Petrie is the first senior figure to speak out publicly about Irish rugby's plans for the future in an interview with the BBC, where he outlined the cross-border complications faced by his own province as well as the Guinness PRO14.
Discussions on plans to restart the sport in a safe manner as countries emerge from the Covid-19 lockdown are ongoing.
Rugby in Ireland is scheduled to be allowed to return as part of Phase Five of the Government's plan to ease restrictions which is currently scheduled for August 10 and officials in Northern Ireland are working towards a similar time-frame.

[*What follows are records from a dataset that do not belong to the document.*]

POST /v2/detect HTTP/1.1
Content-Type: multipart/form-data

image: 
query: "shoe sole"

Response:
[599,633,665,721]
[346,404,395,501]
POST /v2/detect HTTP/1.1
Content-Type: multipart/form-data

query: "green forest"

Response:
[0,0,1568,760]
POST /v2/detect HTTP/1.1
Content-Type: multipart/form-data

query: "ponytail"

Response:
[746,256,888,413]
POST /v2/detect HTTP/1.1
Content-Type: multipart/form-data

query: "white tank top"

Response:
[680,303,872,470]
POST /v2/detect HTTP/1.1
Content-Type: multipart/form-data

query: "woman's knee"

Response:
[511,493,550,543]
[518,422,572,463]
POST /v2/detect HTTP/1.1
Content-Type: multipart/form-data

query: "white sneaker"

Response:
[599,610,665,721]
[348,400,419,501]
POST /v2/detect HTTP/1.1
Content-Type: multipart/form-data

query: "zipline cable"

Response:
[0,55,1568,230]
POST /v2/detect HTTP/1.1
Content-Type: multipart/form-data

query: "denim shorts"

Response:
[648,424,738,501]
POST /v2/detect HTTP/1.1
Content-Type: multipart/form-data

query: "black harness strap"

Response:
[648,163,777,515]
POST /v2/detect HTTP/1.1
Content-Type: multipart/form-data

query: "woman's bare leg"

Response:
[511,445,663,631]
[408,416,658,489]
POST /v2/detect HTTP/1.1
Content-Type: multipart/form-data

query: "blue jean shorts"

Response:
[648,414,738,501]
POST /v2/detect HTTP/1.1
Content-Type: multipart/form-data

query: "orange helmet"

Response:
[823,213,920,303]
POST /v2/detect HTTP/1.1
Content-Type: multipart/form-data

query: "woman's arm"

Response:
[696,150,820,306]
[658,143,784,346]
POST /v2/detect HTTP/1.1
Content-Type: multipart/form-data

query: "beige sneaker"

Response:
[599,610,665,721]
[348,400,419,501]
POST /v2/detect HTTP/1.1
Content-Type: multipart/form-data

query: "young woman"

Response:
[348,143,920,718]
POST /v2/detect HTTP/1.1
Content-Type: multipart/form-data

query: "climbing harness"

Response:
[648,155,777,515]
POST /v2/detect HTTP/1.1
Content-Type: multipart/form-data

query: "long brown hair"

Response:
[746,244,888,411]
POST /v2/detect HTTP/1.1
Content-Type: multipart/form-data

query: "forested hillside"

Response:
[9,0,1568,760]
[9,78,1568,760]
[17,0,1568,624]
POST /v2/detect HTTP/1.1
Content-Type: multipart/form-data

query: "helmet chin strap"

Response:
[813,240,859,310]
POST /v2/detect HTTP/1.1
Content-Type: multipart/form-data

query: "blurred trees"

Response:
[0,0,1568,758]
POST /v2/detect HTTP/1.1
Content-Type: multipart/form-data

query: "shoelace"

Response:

And Petrie confirmed that the initial matches will not be played in front of crowds.
"The reality is that it's going to be behind closed doors or certainly restricted crowds for quite some period of time," he said.
"When I look back at the big nights at Kingspan Stadium, with 18,000 packed into the stands and the terraces, seeing that again feels like it's quite a long time away.
"From a revenue point of view, a big chunk comes from tickets and season tickets but we also have a portion of our revenue that comes from sponsorships and partnerships and from broadcasts as well.
"We want to try and get back playing to bring some revenue in because ultimately it's the professional level of the game that allows us to pay for everything at grassroots level. The PRO14 as a competition is a tricky one because of the cross-border nature of it. Each nation is in a different timeline.
"The interprovincial series to get ourselves going again is the path of least resistance. (But) If we are to play, we need to be aligned with the rest of Ireland. That creates its own complications."